Scientific classification
- Domain: Eukaryota
- Kingdom: Animalia
- Phylum: Arthropoda
- Class: Insecta
- Order: Hymenoptera
- Family: Apidae
- Genus: Bombus
- Subgenus: Fervidobombus
- Species: B. medius
- Binomial name: Bombus medius Cresson, 1863

= Bombus medius =

- Genus: Bombus
- Species: medius
- Authority: Cresson, 1863
- Conservation status: VU

Species of bee

Bombus medius is a species of bumblebee. It is native to Mexico and Central America.

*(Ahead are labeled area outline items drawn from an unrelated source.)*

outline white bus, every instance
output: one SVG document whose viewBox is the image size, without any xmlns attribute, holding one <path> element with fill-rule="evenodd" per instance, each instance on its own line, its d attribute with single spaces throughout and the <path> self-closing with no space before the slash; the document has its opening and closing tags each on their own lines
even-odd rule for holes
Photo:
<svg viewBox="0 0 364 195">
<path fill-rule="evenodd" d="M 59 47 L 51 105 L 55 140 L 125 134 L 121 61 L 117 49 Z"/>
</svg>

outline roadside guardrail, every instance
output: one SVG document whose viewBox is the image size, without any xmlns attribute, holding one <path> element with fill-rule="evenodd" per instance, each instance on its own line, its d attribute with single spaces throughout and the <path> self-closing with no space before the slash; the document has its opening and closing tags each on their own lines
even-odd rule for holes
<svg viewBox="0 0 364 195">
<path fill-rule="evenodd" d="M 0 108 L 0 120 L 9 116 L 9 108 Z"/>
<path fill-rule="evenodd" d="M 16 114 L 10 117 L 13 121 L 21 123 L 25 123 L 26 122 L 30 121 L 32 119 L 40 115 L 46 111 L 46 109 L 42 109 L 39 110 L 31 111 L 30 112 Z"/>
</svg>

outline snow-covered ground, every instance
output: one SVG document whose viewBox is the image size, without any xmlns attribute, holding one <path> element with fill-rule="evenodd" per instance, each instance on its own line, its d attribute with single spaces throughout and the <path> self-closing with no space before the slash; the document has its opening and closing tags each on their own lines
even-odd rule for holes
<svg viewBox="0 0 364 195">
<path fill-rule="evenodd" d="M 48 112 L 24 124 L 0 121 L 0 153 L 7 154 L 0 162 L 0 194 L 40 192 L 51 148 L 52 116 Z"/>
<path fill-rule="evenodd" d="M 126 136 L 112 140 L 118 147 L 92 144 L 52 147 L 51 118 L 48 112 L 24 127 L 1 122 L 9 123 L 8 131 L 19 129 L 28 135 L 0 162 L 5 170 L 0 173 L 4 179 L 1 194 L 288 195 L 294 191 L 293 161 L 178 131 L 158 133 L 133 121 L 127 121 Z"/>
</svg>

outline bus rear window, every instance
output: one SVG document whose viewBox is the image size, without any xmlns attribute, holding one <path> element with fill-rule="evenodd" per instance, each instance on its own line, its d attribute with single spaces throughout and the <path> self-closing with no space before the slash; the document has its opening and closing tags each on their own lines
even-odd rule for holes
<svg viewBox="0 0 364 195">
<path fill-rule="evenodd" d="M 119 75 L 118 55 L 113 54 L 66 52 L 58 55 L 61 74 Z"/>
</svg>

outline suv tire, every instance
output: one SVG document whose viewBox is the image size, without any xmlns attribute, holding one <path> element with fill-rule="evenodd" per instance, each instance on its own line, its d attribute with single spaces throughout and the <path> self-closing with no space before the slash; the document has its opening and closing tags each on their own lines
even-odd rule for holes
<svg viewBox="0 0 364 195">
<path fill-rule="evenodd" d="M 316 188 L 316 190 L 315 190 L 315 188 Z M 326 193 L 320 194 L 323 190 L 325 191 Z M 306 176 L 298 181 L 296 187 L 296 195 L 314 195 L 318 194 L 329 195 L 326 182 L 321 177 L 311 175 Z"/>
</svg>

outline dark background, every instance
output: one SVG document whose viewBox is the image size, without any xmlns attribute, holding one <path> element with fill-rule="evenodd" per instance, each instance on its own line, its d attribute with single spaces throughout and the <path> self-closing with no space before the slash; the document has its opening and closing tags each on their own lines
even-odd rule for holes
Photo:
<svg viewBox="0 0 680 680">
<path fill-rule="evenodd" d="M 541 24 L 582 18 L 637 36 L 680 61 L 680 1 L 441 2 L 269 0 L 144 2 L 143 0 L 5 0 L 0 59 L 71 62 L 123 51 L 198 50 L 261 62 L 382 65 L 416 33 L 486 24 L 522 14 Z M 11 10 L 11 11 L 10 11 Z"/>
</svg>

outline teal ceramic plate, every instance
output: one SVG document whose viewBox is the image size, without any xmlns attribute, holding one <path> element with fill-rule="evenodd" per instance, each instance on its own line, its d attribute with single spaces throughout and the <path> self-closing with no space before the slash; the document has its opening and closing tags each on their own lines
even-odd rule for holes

This species lives in lower montane rainforest and cloud forest. It lives in protected areas containing natural forest remnants in areas where habitat has been lost. It does not occur in surrounding regions where intensive agriculture has spread. Habitat has also been lost to logging, mining, pollution, and human settlement. Some nests have been found in overgrown areas once cleared for agricultural purposes.

This bee creates its nest underground, in very shallow holes. It may use abandoned rodent burrows, sometimes with debris inside. The colonies are small; a nest noted in the literature had 27 workers. The eggs and larvae rest in a bed of moist pollen. Once the young emerge from their cocoons, the old cocoon shells are enlarged with wax and used to store honey.